The devastating methane gas explosion and subsequent landslide in Leuwigajah landfill in Bandung, Indonesia, should be a lesson for the Philippines to be “proactive’” about trash, a researcher from the Economic Research Institute for ASEAN and East Asia (ERIA) said.
Devina Arlingdarma, ERIA researcher said the incident led to the closure of the landfill, and the transfer of its functions to Sarimukti landfill, which will also be closed soon.
The tragedy, Arlingdarma said, serves as a painful reminder to take better care of our solid waste facilities.
She said open dumping sites are found not only in Indonesia, raising concerns about solid waste management.
In a recent report by CNN, Arlingdarma said the Brahmapuram landfill in India was found to have burned, causing harm to the residents and firefighters who fainted from the methane gas produced by the incident.
She said opening a dumpsite or rehabilitating an existing one is not an easy task. Regulation of indonesia’s Minister of Finance on funding support for state revenue and expenditure budget for waste management in the regions, allocates Rp500,000 (about $32) for waste processing in municipalities. The amount is for recycling, reducing, sorting, and treating trash of up to 1 ton.
To mitigate the lack of funds, she said at least three landfill models are being considered: anaerobic, semi-aerobic, and aerobic landfills.

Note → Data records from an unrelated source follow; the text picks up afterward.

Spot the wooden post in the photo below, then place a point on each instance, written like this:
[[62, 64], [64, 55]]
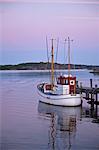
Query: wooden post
[[87, 95], [80, 87], [96, 93]]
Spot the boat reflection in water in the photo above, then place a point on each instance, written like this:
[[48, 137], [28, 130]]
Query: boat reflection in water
[[63, 121]]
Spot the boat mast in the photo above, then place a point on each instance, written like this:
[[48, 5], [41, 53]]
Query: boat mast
[[68, 56], [52, 67]]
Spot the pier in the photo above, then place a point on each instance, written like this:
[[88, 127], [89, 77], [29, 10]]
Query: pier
[[91, 93]]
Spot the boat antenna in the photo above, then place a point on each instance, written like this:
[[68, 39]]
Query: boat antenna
[[52, 66], [57, 49], [69, 67], [47, 49]]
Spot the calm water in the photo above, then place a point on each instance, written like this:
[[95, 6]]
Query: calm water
[[27, 124]]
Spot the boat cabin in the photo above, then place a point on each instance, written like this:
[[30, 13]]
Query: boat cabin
[[66, 84]]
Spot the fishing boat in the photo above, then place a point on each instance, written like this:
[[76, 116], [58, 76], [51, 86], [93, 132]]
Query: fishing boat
[[62, 89]]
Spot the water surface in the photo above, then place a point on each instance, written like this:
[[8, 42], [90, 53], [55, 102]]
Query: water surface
[[25, 123]]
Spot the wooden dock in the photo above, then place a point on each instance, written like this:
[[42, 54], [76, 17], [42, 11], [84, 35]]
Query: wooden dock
[[91, 93]]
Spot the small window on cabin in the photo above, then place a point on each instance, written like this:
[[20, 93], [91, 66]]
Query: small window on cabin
[[66, 81], [58, 81]]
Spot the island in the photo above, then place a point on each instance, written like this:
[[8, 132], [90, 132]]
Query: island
[[46, 65]]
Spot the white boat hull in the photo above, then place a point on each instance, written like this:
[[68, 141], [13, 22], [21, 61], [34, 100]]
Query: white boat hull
[[60, 100]]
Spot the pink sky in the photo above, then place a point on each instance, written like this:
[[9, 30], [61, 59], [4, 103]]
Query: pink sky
[[25, 26]]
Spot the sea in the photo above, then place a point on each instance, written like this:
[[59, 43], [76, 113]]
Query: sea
[[28, 124]]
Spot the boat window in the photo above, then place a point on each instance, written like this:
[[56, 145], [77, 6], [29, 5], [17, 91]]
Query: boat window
[[66, 81]]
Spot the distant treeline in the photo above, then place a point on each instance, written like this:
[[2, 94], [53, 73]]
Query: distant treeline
[[45, 65]]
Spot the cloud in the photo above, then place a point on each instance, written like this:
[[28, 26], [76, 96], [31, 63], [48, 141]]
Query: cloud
[[53, 1]]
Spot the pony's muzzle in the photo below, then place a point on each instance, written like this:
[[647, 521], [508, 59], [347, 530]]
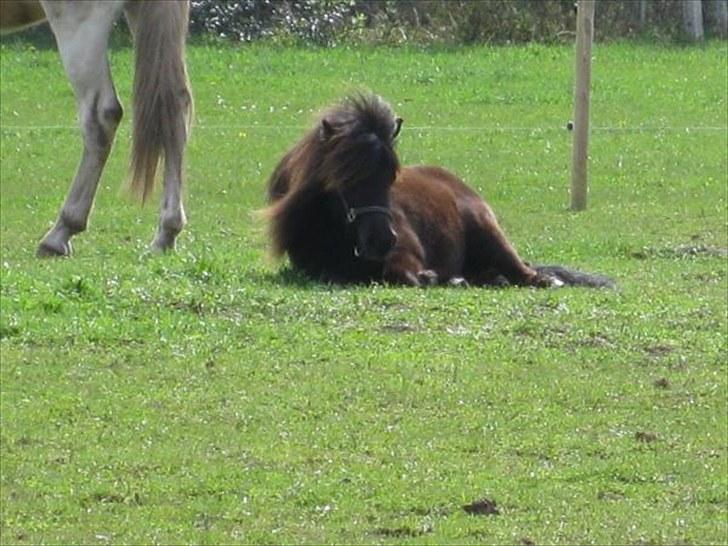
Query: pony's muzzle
[[375, 245]]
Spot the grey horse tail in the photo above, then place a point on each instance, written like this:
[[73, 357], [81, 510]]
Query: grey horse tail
[[571, 277]]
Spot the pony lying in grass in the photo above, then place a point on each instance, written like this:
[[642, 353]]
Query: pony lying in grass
[[344, 210]]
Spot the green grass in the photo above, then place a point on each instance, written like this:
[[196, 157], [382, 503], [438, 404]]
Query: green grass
[[206, 397]]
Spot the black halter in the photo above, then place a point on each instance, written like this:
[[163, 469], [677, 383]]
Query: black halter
[[352, 213]]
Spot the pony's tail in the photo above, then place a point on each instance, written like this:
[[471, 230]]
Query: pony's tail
[[162, 96], [571, 277]]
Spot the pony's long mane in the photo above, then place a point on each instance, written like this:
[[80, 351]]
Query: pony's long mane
[[346, 145]]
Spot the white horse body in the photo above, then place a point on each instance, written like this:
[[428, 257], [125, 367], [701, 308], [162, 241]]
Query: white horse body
[[162, 101]]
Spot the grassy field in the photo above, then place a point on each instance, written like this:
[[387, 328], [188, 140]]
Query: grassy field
[[211, 396]]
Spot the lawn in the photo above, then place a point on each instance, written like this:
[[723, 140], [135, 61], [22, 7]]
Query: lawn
[[211, 396]]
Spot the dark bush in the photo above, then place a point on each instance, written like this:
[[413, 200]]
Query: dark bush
[[328, 22]]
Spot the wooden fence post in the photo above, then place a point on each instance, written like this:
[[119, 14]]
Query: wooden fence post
[[693, 19], [584, 37]]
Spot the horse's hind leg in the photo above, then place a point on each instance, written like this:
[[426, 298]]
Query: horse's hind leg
[[82, 30], [490, 254], [163, 107]]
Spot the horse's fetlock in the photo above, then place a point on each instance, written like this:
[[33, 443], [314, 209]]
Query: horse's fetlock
[[112, 113], [73, 223]]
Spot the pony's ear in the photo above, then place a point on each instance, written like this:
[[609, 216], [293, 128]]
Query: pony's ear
[[327, 131], [397, 127]]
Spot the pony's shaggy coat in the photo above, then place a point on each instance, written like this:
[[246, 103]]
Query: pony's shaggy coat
[[426, 226]]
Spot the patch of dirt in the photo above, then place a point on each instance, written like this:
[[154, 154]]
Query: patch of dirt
[[398, 328], [482, 507], [658, 350], [401, 532], [610, 495], [682, 251], [645, 437]]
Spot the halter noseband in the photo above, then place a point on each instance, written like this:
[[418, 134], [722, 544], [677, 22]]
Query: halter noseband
[[352, 213]]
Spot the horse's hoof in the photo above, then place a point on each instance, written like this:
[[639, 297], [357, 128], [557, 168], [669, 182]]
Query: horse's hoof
[[48, 250], [427, 277], [162, 245], [458, 282]]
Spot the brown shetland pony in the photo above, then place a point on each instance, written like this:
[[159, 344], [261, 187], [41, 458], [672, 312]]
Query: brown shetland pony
[[344, 210]]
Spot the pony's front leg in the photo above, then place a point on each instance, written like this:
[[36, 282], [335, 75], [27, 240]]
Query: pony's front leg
[[82, 31], [404, 265]]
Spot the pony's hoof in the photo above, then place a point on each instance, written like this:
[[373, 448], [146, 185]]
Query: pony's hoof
[[48, 250], [427, 277], [458, 282], [162, 245]]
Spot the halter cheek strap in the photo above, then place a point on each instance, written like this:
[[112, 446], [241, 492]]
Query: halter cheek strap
[[353, 213]]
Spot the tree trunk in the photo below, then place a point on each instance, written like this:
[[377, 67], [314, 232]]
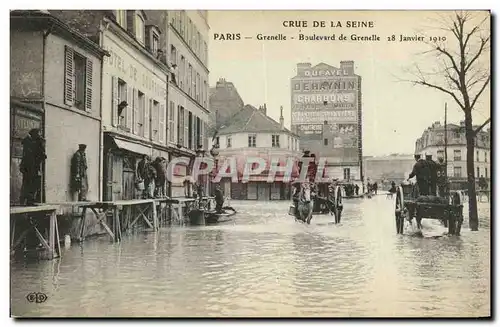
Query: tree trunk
[[471, 181]]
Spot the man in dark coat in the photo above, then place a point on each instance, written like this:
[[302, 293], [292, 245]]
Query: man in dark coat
[[219, 199], [160, 165], [33, 156], [421, 171], [147, 173], [79, 172], [433, 169]]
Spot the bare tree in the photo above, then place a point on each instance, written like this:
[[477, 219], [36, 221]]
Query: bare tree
[[460, 73]]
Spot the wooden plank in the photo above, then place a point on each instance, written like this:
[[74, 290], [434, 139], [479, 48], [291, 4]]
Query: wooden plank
[[33, 209], [101, 221], [52, 233], [69, 203]]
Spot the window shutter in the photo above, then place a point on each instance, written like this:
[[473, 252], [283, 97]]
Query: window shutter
[[161, 127], [148, 103], [135, 119], [114, 101], [88, 85], [186, 128], [68, 76], [130, 108]]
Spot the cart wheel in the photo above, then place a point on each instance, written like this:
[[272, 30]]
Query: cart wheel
[[399, 211], [457, 220], [338, 204]]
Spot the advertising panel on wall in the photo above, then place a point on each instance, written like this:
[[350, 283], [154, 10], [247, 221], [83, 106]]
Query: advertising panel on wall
[[311, 132], [319, 117]]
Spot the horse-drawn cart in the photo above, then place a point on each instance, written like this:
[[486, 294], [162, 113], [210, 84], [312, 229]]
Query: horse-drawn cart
[[410, 205], [320, 205]]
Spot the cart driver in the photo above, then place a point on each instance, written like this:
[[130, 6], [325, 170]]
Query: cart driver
[[421, 171]]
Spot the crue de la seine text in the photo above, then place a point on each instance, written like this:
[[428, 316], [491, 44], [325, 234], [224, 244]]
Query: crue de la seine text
[[333, 23]]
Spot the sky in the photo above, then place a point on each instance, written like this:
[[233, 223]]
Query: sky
[[395, 111]]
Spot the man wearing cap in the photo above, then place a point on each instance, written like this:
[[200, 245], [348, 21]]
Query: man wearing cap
[[433, 169], [421, 171], [33, 156], [79, 172]]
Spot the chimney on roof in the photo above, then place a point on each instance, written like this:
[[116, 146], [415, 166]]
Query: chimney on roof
[[264, 109], [282, 119]]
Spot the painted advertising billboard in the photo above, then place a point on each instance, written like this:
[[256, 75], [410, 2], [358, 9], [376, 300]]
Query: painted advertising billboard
[[319, 117], [328, 96], [311, 131]]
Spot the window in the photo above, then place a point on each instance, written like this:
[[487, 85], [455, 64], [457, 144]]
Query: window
[[155, 121], [206, 53], [121, 18], [347, 173], [180, 125], [199, 132], [78, 75], [252, 141], [182, 22], [122, 96], [173, 55], [275, 141], [140, 115], [190, 131], [171, 122], [139, 28], [198, 44], [79, 81], [154, 44], [195, 82], [190, 79], [182, 72]]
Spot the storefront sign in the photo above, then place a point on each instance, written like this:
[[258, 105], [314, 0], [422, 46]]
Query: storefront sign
[[323, 98], [137, 71], [326, 72], [325, 85], [311, 131], [319, 117]]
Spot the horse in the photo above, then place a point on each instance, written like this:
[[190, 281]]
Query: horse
[[305, 205]]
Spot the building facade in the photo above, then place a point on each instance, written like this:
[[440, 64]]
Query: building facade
[[55, 85], [385, 169], [251, 133], [432, 142], [188, 114], [154, 102], [225, 101], [327, 115]]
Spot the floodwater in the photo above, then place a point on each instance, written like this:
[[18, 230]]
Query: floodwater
[[264, 264]]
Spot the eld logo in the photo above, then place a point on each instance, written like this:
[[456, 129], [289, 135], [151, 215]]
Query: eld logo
[[36, 297]]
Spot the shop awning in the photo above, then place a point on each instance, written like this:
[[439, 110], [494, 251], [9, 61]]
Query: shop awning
[[131, 146], [242, 159]]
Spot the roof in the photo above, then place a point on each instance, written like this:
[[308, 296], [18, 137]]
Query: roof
[[252, 120], [43, 18]]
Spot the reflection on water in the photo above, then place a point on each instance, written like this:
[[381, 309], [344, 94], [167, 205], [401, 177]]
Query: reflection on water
[[263, 263]]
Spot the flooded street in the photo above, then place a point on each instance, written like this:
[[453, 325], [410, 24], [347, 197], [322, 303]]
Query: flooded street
[[263, 263]]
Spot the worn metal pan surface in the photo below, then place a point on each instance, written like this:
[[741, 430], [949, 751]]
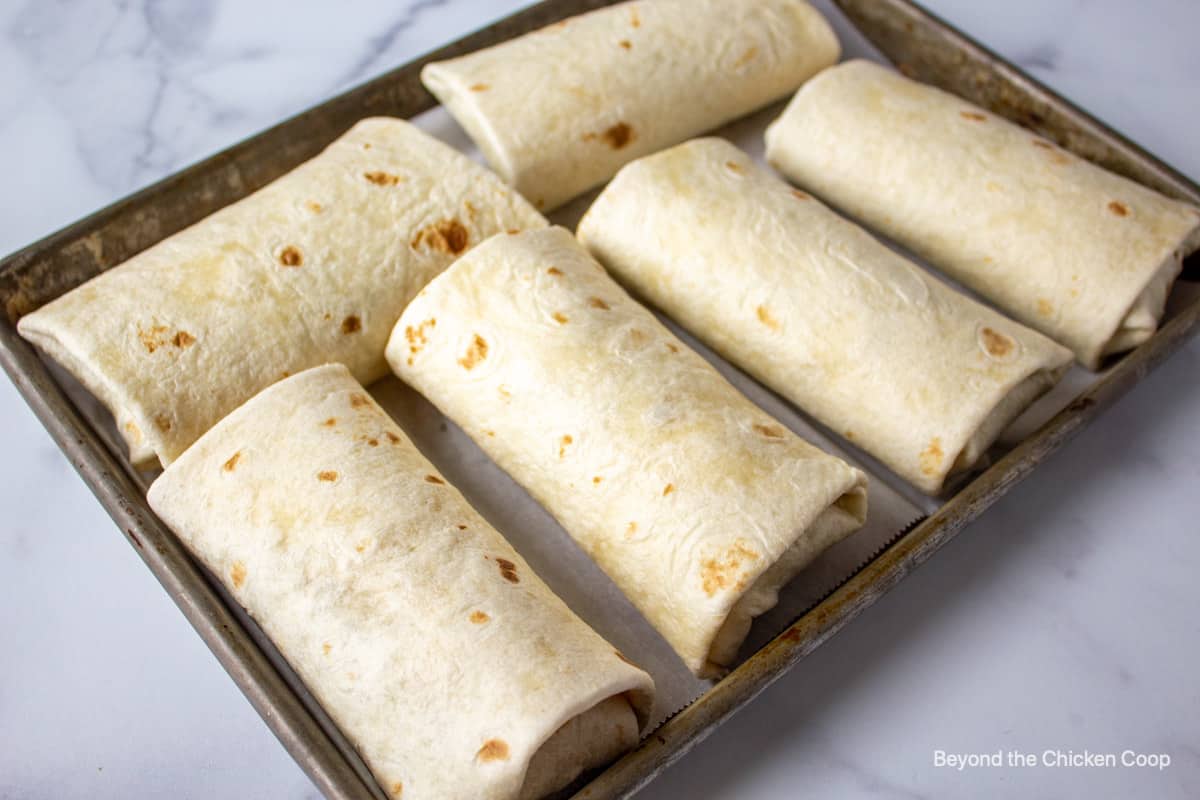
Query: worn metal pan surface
[[918, 43]]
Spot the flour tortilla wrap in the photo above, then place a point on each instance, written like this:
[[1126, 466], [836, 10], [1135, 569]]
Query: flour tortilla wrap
[[443, 657], [561, 109], [915, 373], [697, 504], [1079, 253], [313, 268]]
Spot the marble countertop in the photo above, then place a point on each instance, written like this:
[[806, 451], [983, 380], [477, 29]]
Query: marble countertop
[[1063, 620]]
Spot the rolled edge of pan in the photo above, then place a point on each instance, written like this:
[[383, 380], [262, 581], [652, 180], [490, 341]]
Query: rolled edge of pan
[[873, 347], [1065, 246], [541, 107], [313, 268], [442, 656], [696, 503]]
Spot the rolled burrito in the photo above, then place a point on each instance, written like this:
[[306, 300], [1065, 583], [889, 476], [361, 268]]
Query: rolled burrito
[[449, 665], [811, 305], [313, 268], [559, 110], [1079, 253], [697, 504]]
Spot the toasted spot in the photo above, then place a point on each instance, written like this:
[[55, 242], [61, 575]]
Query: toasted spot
[[382, 179], [447, 236], [769, 431], [291, 257], [996, 343], [721, 572], [931, 457], [493, 750], [238, 575], [747, 58], [508, 570], [766, 318], [474, 354]]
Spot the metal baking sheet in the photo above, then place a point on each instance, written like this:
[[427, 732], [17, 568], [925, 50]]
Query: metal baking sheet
[[844, 582]]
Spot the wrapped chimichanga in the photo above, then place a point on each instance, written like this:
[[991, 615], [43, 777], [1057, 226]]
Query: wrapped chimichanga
[[313, 268], [697, 504], [442, 656], [859, 337], [559, 110], [1081, 254]]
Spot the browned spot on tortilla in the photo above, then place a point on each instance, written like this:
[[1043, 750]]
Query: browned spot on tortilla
[[382, 179], [447, 236], [996, 343], [718, 573], [493, 750], [508, 570], [474, 354], [931, 457], [291, 257], [766, 318], [769, 431], [151, 337], [747, 58]]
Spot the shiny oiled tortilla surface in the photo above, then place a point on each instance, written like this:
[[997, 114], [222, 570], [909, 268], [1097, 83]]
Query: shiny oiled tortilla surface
[[684, 492], [883, 354], [431, 643], [313, 268], [1077, 252], [558, 110]]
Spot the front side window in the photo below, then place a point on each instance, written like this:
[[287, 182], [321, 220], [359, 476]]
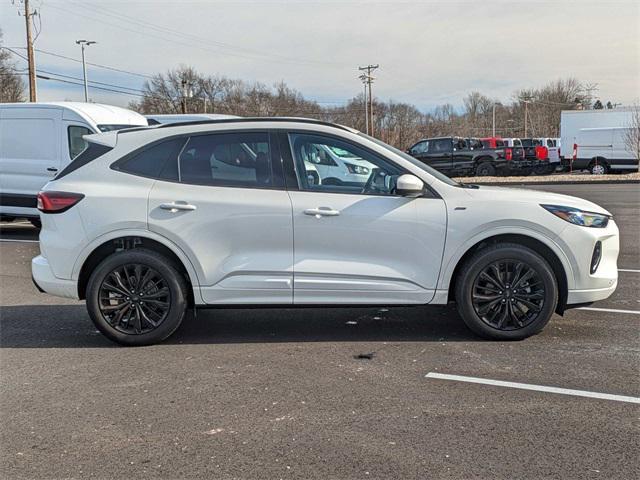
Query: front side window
[[356, 171], [77, 144], [227, 160]]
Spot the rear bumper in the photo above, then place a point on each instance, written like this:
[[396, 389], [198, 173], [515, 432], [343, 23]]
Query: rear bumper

Judging from Indonesia’s topography and cultural similarities, Arlingdarma said it is possible to utilise the semi-aerobic landfill mechanism used in the Ampang Jajar Landfill in Malaysia and the Nam Son Landfill in Ha Noi City.
She emphasized that a cheap alternative does not mean reduced benefits.
“Processing methane gas into carbon dioxide is significant in slowing down the greenhouse effect by turning the poisonous gas into a lesser evil for the ozone layer,” she said.
The alternative reduces the possibility of methane gas exploding and endangering landfill workers and residents living near the facilities.
The waste repository would have a built-in processing system to protect groundwater and rivers from landfill leachates.
The alternative, however, is not fool proof. Without a strong recycling facility to support the waste repository, the landfill will continue to contain heterogeneous waste, which, in turn, would prevent the semi-aerobic landfill from functioning properly without risking leakage of microplastics into the sea or groundwater.
However, we can only work together if we have transparent reports, budgets, and resources. Soekarno, one of Indonesia’s founding fathers, once said we should not leave our history behind.
“We, too, need to take the lessons from the Leuwigajah incident to heart and strive to never let garbage go untreated, for the benefit of our planet and the safety of our people,” Soekatno pointed out.